Ätherische Öle zeichnen sich besonders durch ihre toxischen Wirkungen auf das zentrale Nervensystem, die Nieren und die Atemwege aus. Hinsichtlich ihrer Wirkungsstärke auf den Menschen bestehen erhebliche Unterschiede. Sehr giftig sind z.B. Kampher, Eukalyptus- (Cineol) und Pfefferminzöl (Menthol). Etwas weniger giftig sind Terpentinöl, Orangen-/Zitronenschalen-, Teebaum- und Nelkenöl. Relativ ungefährlich sind kosmetische Produkte wie Parfüms, Cremes, Seifen usw., bei denen der Anteil an ätherischen Öle meist gering ist und im Hinblick auf Vergiftungen vernachlässigt werden kann.
Vorsicht ist dagegen geboten bei Produkten, die hohe Anteile an stark giftigen ätherischen Ölen enthalten. Dies sind z.B. Chinaöle, wärmende Einreibungen oder Balsame, durchblutungsfördernde Sportsalben, spezielle Badeöle oder Erkältungsbäder, Duftöle zur Raumluftverbesserung oder zur Aromatherapie und auch verschiedene Verdünner auf Citrusbasis, z.B. für Biolacke. Werden diese Produkte versehentlich eingenommen, kann es zu schweren Vergiftungen kommen. Bei Säuglingen und Kleinkindern können schon wenige, versehentlich in den Nasen-Rachenraum gelangte Tropfen der ätherischen Öle Verkrampfungen des Kehlkopfs auslösen und zu Atemstörungen führen. Die Erfahrungen aus den ärztlichen Mitteilungen bei Vergiftungen und den deutschen Giftinformationszentren zeigen erfreulicherweise, dass diese schweren Vergiftungen sehr selten sind.

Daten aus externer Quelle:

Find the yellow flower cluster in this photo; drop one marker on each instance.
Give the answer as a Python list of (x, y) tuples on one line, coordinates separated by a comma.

In der überwiegenden Zahl der Fälle kommt es als Folge der unbeabsichtigten Aufnahme von ätherischen Ölen "nur" zu Haut- und Mundrötungen, Bauchschmerzen, evtl. auch Übelkeit und Erbrechen. Sehr selten gibt es kurzdauernde Symptome wie Müdigkeit, Unruhe, Zittern und Bewegungsstörungen. Unabhängig davon, ob es sich um leichte oder schwere Vergiftungen handelt, sollten alle Warnzeichen ernst genommen und ein Giftinformationszentrum konsultiert werden.

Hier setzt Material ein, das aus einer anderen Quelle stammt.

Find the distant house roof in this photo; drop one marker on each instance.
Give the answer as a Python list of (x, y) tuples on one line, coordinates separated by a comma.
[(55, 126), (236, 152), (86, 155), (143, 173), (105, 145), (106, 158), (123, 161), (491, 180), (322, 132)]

"Der Säugling hustete und schniefte zum Gotterbarmen. Gitte Federer* sah einen halben Tag besorgt
		mit an, wie sich ihre vier Wochen alte Tochter Silke quälte, dann holte sie das braune Fläschchen mit
		Pfefferminzöl aus dem Badezimmer. Ein Tropfen des natürlichen Hausmittels auf dem Kopfkissen, hatte
		sie in einem ihrer Gesundheitsratgeber gelesen, erleichtere kranken Kindern das Atmen.
		Die Mutter neigte das Fläschchen vorsichtig über das Kinderbett, doch es wollte sich kein Öl an der
		weißen Plastiktülle zeigen. Sie kippte das Gefäß tiefer und schüttelte es. Ein Tropfen löste sich und
		fiel dem Baby auf die Oberlippe. Fast sofort ging das Schniefen in ein hässliches Röcheln und Würgen
		über. Das Kind ruderte mit Armen und Beinen - ganz offensichtlich bekam es keine Luft mehr.

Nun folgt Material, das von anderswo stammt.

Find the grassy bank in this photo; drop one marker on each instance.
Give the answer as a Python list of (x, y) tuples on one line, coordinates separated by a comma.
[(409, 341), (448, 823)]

		Da die nächste Berliner Klinik nicht weit war, packte Gitte Federsen ihre Tochter, die blau anzulaufen
		begann, ins Auto und raste los. Als sie an der Pforte des Hospitals vorfuhr, machte die kleine Silke
		den ersten wieder fast normalen Atemzug. In der Notaufnahme färbte sie sich langsam wieder rosig.
		"Das ging haarscharf am Tod vorbei", sagt die Ärztin Gabriele Lübke vom Berliner Giftnotruf,
		der größten deutschen Giftzentrale, die jährlich in rund 50 000 akuten Vergiftungsfällen medizinischen
		Rat erteilt und auch bei der Erstversorgung des Säuglings mitgewirkt hatte. "Der pH-Wert im Blut
		des Kindes betrug nur 6,9. Das ist ein Wert, bei dem wir Ärzte die Ohren anlegen, weil er eigentlich
		mit dem Leben nicht mehr vereinbar ist" - totale Übersäuerung durch Atemnot.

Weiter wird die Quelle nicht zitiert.